In the field of unmanned aerial vehicles (UAVs), the quadrotor drone has garnered significant attention due to its simple mechanical structure, high maneuverability, and versatility in applications such as aerial photography, surveillance, and payload delivery. Among its flight modes, hovering is fundamental, often serving as a baseline for testing control algorithms and estimating dynamic parameters. However, hover control becomes challenging when the quadrotor drone’s parameters, such as mass and moments of inertia, vary during operation—common in scenarios like pesticide spraying or parcel delivery where payload changes occur. Traditional control methods, such as proportional-derivative (PD) controllers, may fail to maintain stable hover under such time-varying conditions. To address this, I propose a model reference adaptive PD controller that dynamically adjusts to parameter variations, ensuring robust hover performance for quadrotor drones. This approach leverages Lyapunov stability theory to estimate unknown parameters online and tune the controller accordingly. In this paper, I derive the dynamic model of a quadrotor drone in hover mode, design the adaptive controller, and validate it through simulations, comparing it with conventional PD controllers. The results demonstrate superior performance in terms of reduced overshoot, faster response, and enhanced stability. Throughout, I emphasize the adaptability of the controller for quadrotor drone applications, ensuring关键词 “quadrotor drone” is frequently highlighted to underscore its relevance.

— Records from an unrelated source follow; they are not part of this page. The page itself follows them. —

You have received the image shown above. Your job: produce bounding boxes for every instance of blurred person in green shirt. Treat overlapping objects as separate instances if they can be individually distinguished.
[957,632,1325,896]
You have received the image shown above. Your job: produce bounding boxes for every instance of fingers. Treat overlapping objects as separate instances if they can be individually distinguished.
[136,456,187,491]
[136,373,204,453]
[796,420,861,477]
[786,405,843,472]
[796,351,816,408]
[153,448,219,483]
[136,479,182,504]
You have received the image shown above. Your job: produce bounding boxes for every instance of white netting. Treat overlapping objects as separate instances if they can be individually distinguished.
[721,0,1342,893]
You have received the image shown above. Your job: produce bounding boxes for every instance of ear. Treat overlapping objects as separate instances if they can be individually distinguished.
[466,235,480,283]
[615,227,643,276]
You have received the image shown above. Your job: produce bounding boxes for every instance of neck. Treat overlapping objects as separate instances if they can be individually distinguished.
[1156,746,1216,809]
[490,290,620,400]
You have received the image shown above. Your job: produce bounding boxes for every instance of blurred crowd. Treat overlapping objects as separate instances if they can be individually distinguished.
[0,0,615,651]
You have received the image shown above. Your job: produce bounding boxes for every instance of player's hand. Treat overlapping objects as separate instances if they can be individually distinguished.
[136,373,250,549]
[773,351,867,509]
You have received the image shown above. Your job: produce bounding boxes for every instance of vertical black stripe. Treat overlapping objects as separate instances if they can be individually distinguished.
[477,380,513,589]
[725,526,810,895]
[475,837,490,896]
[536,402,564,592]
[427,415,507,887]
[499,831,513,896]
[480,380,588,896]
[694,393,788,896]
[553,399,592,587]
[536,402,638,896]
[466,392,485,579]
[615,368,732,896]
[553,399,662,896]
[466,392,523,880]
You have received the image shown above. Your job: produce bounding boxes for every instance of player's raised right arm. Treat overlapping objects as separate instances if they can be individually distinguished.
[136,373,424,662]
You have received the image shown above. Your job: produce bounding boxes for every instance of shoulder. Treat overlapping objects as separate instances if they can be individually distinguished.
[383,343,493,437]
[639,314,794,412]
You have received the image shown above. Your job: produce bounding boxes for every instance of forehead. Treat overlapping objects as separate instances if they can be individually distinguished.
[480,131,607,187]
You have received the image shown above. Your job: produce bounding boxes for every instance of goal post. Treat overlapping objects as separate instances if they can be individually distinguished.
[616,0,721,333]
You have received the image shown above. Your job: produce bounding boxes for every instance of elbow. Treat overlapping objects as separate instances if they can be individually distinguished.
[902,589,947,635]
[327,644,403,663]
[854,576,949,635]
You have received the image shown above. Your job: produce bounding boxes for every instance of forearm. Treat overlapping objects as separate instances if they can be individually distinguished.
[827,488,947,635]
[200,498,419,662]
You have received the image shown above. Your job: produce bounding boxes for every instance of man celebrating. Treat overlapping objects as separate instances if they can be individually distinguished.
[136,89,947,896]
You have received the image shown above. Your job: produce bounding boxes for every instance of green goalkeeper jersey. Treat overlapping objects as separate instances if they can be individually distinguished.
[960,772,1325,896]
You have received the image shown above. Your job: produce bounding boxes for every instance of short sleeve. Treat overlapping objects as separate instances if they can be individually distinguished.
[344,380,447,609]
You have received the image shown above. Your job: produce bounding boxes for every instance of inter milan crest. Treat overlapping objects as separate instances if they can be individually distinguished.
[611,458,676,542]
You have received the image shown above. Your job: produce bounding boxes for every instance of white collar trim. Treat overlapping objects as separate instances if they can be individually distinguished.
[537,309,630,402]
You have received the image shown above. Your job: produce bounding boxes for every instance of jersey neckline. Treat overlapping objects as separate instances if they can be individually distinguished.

The dynamics of a quadrotor drone are typically modeled using Newton-Euler or Euler-Lagrange methods. For hover control, we focus on the vertical motion and attitude angles, assuming small angles to linearize the model. Consider a quadrotor drone with mass \( m \) and propeller thrust coefficient \( b \). The position in inertial coordinates is denoted by \( (x, y, z) \), and the attitude angles—roll \( \phi \), pitch \( \theta \), and yaw \( \psi \)—describe its orientation. The equations of motion, neglecting aerodynamic drag, are given by:

$$ \ddot{x} = (\sin\psi \sin\phi + \cos\psi \cos\phi \sin\theta) \frac{b}{m} \sum_{i=1}^{4} \Omega_i^2 $$
$$ \ddot{y} = (\cos\phi \sin\psi \sin\theta – \cos\psi \sin\phi) \frac{b}{m} \sum_{i=1}^{4} \Omega_i^2 $$
$$ \ddot{z} = -g + (\cos\theta \cos\phi) \frac{b}{m} \sum_{i=1}^{4} \Omega_i^2 $$
$$ \ddot{\phi} = \tau_\phi, \quad \ddot{\theta} = \tau_\theta, \quad \ddot{\psi} = \tau_\psi $$

where \( \Omega_i \) is the angular velocity of the \( i \)-th rotor, \( g \) is gravitational acceleration, and \( \tau_\phi, \tau_\theta, \tau_\psi \) are the control moments. For hover, we assume \( \theta \approx 0 \) and \( \phi \approx 0 \), simplifying the vertical dynamics to:

$$ \ddot{z} = -g + \frac{b}{m} \sum_{i=1}^{4} \Omega_i^2 $$

Let \( \Omega_{i0} \) be the equilibrium rotor speed for hover, where \( \ddot{z} = 0 \), so:

$$ g = \frac{b}{m} \sum_{i=1}^{4} \Omega_{i0}^2 $$

Substituting, we get:

$$ \ddot{z} = \frac{b}{m} \left( \sum_{i=1}^{4} \Omega_i^2 – \sum_{i=1}^{4} \Omega_{i0}^2 \right) $$

Define the control input \( u \) as:

$$ u = k_0 \left( \sum_{i=1}^{4} \Omega_i^2 – \sum_{i=1}^{4} \Omega_{i0}^2 \right) $$

where \( k_0 \) is a gain related to the duty cycle of output signals. Then, the dynamics become:

$$ \ddot{z} = \frac{k_0 b}{m} u $$

Let \( k = \frac{k_0 b}{m} \), which represents the unknown and possibly time-varying parameter of the quadrotor drone. Taking Laplace transform, the transfer function for hover height control is:

$$ \frac{Z(s)}{U(s)} = \frac{k}{s^2} $$

This second-order integral process serves as the plant for controller design. The parameter \( k \) can change due to mass variations, e.g., when a quadrotor drone releases payload or consumes fuel. To handle this, I design a model reference adaptive PD controller that estimates \( k \) online and adjusts the PD gains accordingly.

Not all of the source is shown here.